Houston Weather Forecasts Warn About Storms And Floods

For outsiders, weather in Houston looks a bit too extreme, but for people living there the caprices of the nature leave them without words, at times. Now, only two weeks after a heavy deluge, Houston weather forecasts for the coming days warn again about storms and floods.

Tuesday night’s rain showers will develop into a full range storm as a low pressure system will move in New Mexico and bring intense storms. Meteorologists expect the city and surrounding counties to get 1 to 2 inches of rain, a lot of thunder and lightning and even isolated tornadoes.

KPRC Local 2 chief meteorologist Frank Billingsley said: “I think we’re going to start seeing things tomorrow morning on the west side and then in Houston right around noon. It’s so foggy outside…we’re really going to have to watch this”. Billingsley added that the situation “could wring out the atmosphere and produce heavy rain in some areas. Flooding is certainly not out of the question”.

Billingsley pointed out that “one to 3 inches (of rain) will be fairly common. Some isolated areas will get 4 to 6 inches” and that’s the sort of situation that can cause flooding problems.

Meteorologist Anthony Yanez, also with KPRC Local 2, expects “a lot of thunder and lightning, and possibly a tornado as it spins on through”.

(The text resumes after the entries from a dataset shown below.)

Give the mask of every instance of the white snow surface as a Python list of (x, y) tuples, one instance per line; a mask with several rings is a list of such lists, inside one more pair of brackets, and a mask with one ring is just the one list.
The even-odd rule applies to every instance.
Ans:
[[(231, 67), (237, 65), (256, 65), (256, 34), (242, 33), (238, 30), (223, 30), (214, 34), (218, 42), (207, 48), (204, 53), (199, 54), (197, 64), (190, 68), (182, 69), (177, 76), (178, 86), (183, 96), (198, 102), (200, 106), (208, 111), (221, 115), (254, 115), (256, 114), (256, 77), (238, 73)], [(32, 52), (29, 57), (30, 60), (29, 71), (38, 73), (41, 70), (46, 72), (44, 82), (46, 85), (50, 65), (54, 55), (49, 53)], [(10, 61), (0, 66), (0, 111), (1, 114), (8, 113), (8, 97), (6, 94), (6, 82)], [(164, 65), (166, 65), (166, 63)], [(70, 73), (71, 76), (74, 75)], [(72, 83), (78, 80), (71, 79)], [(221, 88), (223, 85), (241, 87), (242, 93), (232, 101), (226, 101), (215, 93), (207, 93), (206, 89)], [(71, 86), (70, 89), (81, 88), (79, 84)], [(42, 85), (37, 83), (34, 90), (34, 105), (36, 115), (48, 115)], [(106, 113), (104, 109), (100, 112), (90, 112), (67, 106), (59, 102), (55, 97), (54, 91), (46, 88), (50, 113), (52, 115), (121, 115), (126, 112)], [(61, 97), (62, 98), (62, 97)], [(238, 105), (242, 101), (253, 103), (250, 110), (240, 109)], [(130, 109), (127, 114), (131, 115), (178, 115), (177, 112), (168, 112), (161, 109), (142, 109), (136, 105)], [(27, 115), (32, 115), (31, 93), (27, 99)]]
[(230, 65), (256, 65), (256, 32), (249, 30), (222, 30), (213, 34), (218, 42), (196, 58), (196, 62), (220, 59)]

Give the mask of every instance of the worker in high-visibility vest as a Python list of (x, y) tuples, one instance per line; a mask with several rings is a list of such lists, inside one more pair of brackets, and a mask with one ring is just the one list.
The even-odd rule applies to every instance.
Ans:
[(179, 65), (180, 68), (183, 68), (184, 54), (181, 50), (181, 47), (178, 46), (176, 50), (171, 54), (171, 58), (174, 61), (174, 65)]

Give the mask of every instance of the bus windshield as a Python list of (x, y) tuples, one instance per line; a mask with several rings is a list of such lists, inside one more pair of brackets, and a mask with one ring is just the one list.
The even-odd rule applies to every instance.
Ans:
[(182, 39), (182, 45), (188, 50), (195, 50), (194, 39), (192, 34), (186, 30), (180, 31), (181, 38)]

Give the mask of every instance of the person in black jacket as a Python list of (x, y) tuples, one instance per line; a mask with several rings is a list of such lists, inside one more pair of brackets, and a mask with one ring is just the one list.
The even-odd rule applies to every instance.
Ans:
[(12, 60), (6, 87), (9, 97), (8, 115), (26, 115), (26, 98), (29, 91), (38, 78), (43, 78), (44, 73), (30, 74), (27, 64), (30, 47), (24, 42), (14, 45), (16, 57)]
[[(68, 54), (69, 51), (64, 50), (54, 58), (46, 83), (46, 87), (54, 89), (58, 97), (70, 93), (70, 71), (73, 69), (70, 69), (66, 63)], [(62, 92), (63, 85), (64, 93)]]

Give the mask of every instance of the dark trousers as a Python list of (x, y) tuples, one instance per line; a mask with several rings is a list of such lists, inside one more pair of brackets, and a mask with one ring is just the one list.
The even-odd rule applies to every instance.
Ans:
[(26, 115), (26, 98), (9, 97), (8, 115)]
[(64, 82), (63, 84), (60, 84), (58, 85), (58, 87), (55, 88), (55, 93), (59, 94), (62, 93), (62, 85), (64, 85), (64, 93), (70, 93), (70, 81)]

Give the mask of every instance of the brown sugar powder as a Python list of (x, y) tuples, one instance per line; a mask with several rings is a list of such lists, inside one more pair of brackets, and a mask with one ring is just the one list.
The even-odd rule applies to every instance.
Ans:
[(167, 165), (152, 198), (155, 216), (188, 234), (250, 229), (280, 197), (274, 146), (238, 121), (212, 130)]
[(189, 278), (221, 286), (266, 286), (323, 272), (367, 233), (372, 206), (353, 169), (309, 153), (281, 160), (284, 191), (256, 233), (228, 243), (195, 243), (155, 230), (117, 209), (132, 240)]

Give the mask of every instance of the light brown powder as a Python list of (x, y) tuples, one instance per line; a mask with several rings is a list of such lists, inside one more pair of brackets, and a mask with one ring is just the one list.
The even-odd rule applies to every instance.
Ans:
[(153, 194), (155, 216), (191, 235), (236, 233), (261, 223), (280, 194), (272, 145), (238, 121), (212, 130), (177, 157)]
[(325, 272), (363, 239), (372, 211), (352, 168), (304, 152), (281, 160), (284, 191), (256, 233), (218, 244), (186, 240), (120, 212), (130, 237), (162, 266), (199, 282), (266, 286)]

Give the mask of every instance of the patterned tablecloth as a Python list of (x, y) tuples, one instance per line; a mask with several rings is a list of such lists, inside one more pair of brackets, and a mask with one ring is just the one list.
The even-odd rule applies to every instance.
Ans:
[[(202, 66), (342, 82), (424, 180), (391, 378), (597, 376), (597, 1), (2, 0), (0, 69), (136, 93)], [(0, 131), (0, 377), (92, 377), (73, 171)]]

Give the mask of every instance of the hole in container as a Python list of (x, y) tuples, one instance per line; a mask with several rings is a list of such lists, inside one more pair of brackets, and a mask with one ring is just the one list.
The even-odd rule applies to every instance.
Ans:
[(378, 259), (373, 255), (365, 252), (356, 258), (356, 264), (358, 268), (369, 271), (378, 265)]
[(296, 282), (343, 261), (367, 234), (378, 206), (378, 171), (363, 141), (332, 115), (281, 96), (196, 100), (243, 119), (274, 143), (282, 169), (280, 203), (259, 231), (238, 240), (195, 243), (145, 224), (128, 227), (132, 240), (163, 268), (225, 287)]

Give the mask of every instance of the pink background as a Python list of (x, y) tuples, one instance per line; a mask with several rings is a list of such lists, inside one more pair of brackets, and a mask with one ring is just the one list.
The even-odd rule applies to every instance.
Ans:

Although flooding is the most common natural hazard people in Houston have to deal with, there still are a lot that take the problem too lightly, according to officials. City officials warn that 6 inches of water can cause tires to lose traction and slide, while 12 inches of water can cause cars to float. Fire officials remind citizens to “turn around, don’t drown”, meaning you should avoid going into a flooded road.

People all over Houston have already started to prepare for the upcoming storm. Only two weeks ago the area had gone through a flood. writes that outside the Tejano Center on Tuesday, there were already stacked sandbags around the front doors.

Lewis Toussant, placement coordinator for the Tejano Center, said that during the last flooding everything that was down near the floor was lost, as the water was high as 15 inches inside the building.